People noticed a long time ago that SCO UNIX 3.2v4.0 won’t boot on anything resembling modern hardware, and it won’t boot in a VM either. In a VM the results may be inconsistent across implementations, but on a physical machine the system reboots right after the kernel is started (i.e. right after loading the N1 floppy). Most, if not all, older and newer 32-bit SCO XENIX/UNIX releases have no such problem.
It is not unreasonable to assume that the OS worked on 386s and 486s back when it was released (1992), but why won’t it work anymore? Intel processors are supposed to be backwards compatible…
Why it won’t work now
Analyzing why SCO UNIX 3.2v4.0 causes a triple fault (and a subsequent reboot) is not particularly difficult. When the kernel initializes, it first switches into 32-bit protected mode without paging, initializes the paging structures, and only then enables paging. This is slightly unusual as the recommended sequence is to enable protected mode and paging at the same time, but there’s nothing fundamentally wrong with this approach. The crashing code in question looks as follows:
mov eax, 000002000h
mov cr3, eax ; load PDBR
mov eax, cr0
or eax, 080000000h ; set PG bit
mov cr0, eax ; enable paging
jmp ecx ; jump to the following instruction
mov eax, 0f0000000h
This code is loaded somewhere near the top of physical memory and its address will depend on the system’s memory size. In an 8MB system, the above sequence might start at 0075f00bh. Once paging is enabled, the code will be mapped near the top of the 4GB address space, at f001000bh (this address does not change with memory size).

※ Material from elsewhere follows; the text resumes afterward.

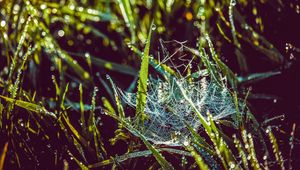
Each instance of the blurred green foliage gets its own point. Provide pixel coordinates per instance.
(54, 55)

The code is obviously not identity-mapped, i.e. its physical address does not equal its linear address once paging is enabled. What’s worse, the physical address is not mapped by the page tables at all. As soon as the CR0.PG bit is set, the immediately following instruction (jmp ecx) suddenly doesn’t exist anymore. The attempt to fetch the instruction causes a page fault, but the IDT isn’t mapped either. That makes exception delivery rather difficult, and the CPU does not have any recourse but to cause a triple fault which triggers a shutdown bus cycle, which typically hard reboots the system.
Why it worked before
The semantics of instruction prefetching and TLB (Translation Lookaside Buffer) management slightly changed between the 386 and later CPUs, and not just once.
Indeed reading Intel’s own 386 programming manual it seems that SCO just followed the CPU vendor’s recommendations. Here’s an excerpt from From the Intel 80386 Programmer’s Reference Manual (1986), section 10.4.4, Page Tables:
The initialization procedure should adopt one of the following strategies to ensure consistent addressing before and after paging is enabled:
- The page that is currently being executed should map to the same physical addresses both before and after PG is set.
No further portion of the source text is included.